The AI model is designed to ask for clarification when it's uncertain about a task, a practice Anthropic calls "reverse solicitation." This prevents the agent from making incorrect assumptions and potentially harmful actions, building user trust and ensuring better outcomes.
Anthropic employs a bifurcated product strategy. Claude Cowork is designed for simplicity to appeal to a broad, non-technical audience. In contrast, Claude Code is built with extensive customizability (skills, hooks, permissions) to satisfy expert engineers who love to "hack their tools."
To get the best results from an AI agent, provide it with a mechanism to verify its own output. For coding, this means letting it run tests or see a rendered webpage. This feedback loop is crucial, like allowing a painter to see their canvas instead of working blindfolded.
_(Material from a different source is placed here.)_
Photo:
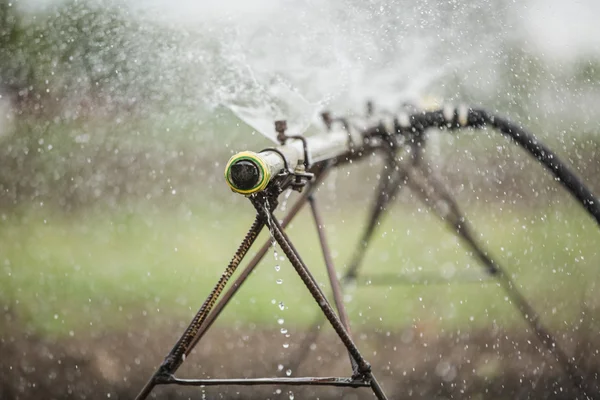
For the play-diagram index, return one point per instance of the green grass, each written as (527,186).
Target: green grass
(106,270)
Claude Cowork is not a separate technology but a user-friendly interface built directly on the existing Claude Code agent and SDK. This strategy makes a powerful, technical tool accessible to a broader, non-technical audience, effectively expanding its total addressable market.
The creator of Claude Code expects users to "abuse" the new Cowork tool by using it in ways it wasn't designed for. This user-led discovery is seen as essential for finding a platform's true potential, much like how Uber emerged unexpectedly from the App Store.
Teams maintain a shared `Claude.md` text file in their Git repo. Anytime the AI errs, they add corrections or context to this file. This acts as a constantly improving, team-wide knowledge base that teaches the AI how to work correctly within their specific project, creating a compounding effect.
The creator of Claude Code's workflow is no longer about deep work on a single task. Instead, he kicks off multiple AI agents ("clods") in parallel and "tends" to them by reviewing plans and answering questions. This "multi-clotting" approach makes him more of a manager than a doer.
For experienced users of Claude Code, the most critical step is collaborating with the AI on its plan. Once the plan is solid, the subsequent code generation by a model like Opus 4.5 is so reliable that it can be auto-accepted. The developer's job becomes plan architect, not code monkey.
It's counterintuitive, but using a more expensive, intelligent model like Opus 4.5 can be cheaper than smaller models. Because the smarter model is more efficient and requires fewer interactions to solve a problem, it ends up using fewer tokens overall, offsetting its higher per-token price.